Landseer's Dog Studies

Edwin Landseer (English, 1802-1873) was an animal specialist who frequently drew and painted from life. He drew all the time: in books, on letters, even on checks.

He was the son of an artist and a child prodigy, mentored by a variety of artists and exhibiting in the Royal Academy before he was 20.

His knowledge of anatomy was profound as a result of his studies of ecorché specimens. He had an ongoing arrangement with his local zoo to dissect their animals after they died.

An early biography tells this anecdote:
"At a Court Ball at which the King of Portugal and Landseer were present, his Majesty expressed a wish to be introduced to the illustrious painter.
'Oh! Mr. Landseer,' said the King in a foreigner's English, 'I am delighted to make your acquaintance. I am so fond of beasts.'"

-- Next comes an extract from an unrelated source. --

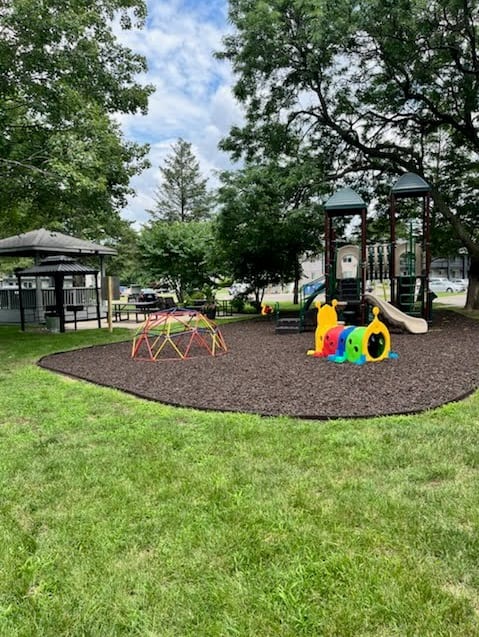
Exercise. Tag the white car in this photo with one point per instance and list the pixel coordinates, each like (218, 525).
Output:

One time he was a guest at the Redleaf estate. His host, a faithful churchgoer, expected all his guests to accompany him on Sunday. Landseer declined to accompany the host and other guests to church, choosing to paint instead....

"...Looking out the window, he straightaway saw a spaniel catch a rabbit, and he proceeded to paint the scene from memory. When the family returned from church, they saw the finished painting, accompanied by a note: "Painted by E. Landseer in two hours and a half. Redleaf, August 1831."

Despite his success and his prodigious ability, Landseer was prone to depression and drinking. 

The Old Shepherd's Chief Mourner by Edwin Landseer
In his last years, he was vexed by failing eyesight, forced to rely on inadequate glasses right when PreRaphaelitism was all the rage. A fall from a horse evidently led to brain injury. After his death, houses and shops lowered their blinds, his bronze lions at Trafalgar Square were draped with wreaths, and he was buried in Saint Paul's.
Previously on GJ
Wikipedia: Edwin Landseer
Sir Edwin Landseer by Richard Ormond
Free book on Archive.org: Sir Edwin Landseer by James A. Manson, 1902

"Painting Animals from Life" digital download

DVD at Amazon (Releases Aug. 10)


Jim Douglas said...

Fun fact: The great English architect Sir Edwin Landseer Lutyens (1869-1944) was named after a friend of his father, the painter and sculptor Edwin Henry Landseer.

In his biography, the writer Christopher Hussey wrote, "In his lifetime (Lutyens) was widely held to be our greatest architect since Wren if not, as many maintained, his superior." The architectural historian Gavin Stamp described him as "surely the greatest British architect of the twentieth (or of any other) century."

Karen Eade said...

I remember reading that Sir Edwin Landseer was ambidextrous and his party trick included drawing on napkins at dinner parties - simultaneously a horse with his left hand and a stag with his right hand.